Hawaii Housing v. Midkiff, 467 U.S. 229 (1984), was almost as deplorable. There, the Court held that public use is “coterminous with the scope of a sovereign’s police powers,” id. at 240, meaning that the clause provided no more protection than the Due Process clause already does. And of course, that involved a practically insurmountable degree of judicial deference: “There is, of course, a role for courts to play in reviewing a legislature’s judgment of what constitutes a public use...[b]ut...it is ‘an extremely narrow’ one.... [D]eference to the legislature’s ‘public use’ determination is required ‘until it is shown to involve an impossibility....’ [W]here the exercise of the eminent domain power is rationally related to a conceivable public purpose, the Court has never held a compensated taking to be proscribed by the Public Use Clause.” Id. at 241. And it was unanimous.
Unless I’m seriously mistaken, Kelo represents the first time since the Civil War that any Justice of the Supreme Court has ever seriously defended the proposition that the Public Use Clause limits the power of eminent domain. This, I think, is reason for optimism. Not only that, I don’t even know of any lower court decisions that criticize Berman outright. I think it is a genuine accomplishment to have four members of the Court so severely criticize cases that are unquestionably controlling, unanimous, and so extremely opposed to the dissenters’ point of view.

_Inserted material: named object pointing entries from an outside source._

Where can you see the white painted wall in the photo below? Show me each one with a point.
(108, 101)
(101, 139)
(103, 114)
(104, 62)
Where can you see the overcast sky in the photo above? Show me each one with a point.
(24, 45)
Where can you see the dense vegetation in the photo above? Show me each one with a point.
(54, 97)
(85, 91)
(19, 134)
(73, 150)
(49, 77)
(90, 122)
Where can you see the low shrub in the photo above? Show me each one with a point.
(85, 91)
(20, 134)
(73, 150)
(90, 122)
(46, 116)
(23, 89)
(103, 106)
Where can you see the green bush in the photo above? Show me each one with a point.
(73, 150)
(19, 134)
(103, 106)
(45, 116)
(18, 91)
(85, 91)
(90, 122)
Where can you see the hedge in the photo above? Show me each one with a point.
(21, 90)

Consider—Berman was unanimous and its holding crystal clear. The same can’t even be said of such atrocities as Dred Scott, Korematsu, Plessy, or Nebbia. Can you imagine, fifty years after the holdings in those cases, four justices writing as powerful a dissent challenging those cases? I cannot.
There’s all this talk about the property rights revolution being dead. While it’s true that talk of such a “revolution” was quite overblown to begin with, and that cases like San Remo, Lingle, and Kelo, were all losses for property owners, we can’t lose sight of the fact that legal revolutions start slowly. Justice Field’s dissent in Slaughterhouse was eventually to (more or less) win the day; Justice Holmes’ dissent in Lochner (which nobody joined at the time) was eventually to prevail. In Kelo, we have managed to persuade almost half of the court that the Public Use Clause is meaningful—a proposition that the Supreme Court has never embraced before, and has resoundingly and unanimously rejected in the past.
Making lemonade? Sure. Kelo is a severe loss, and is execrable constitutional interpretation. But baby steps, people. Baby steps.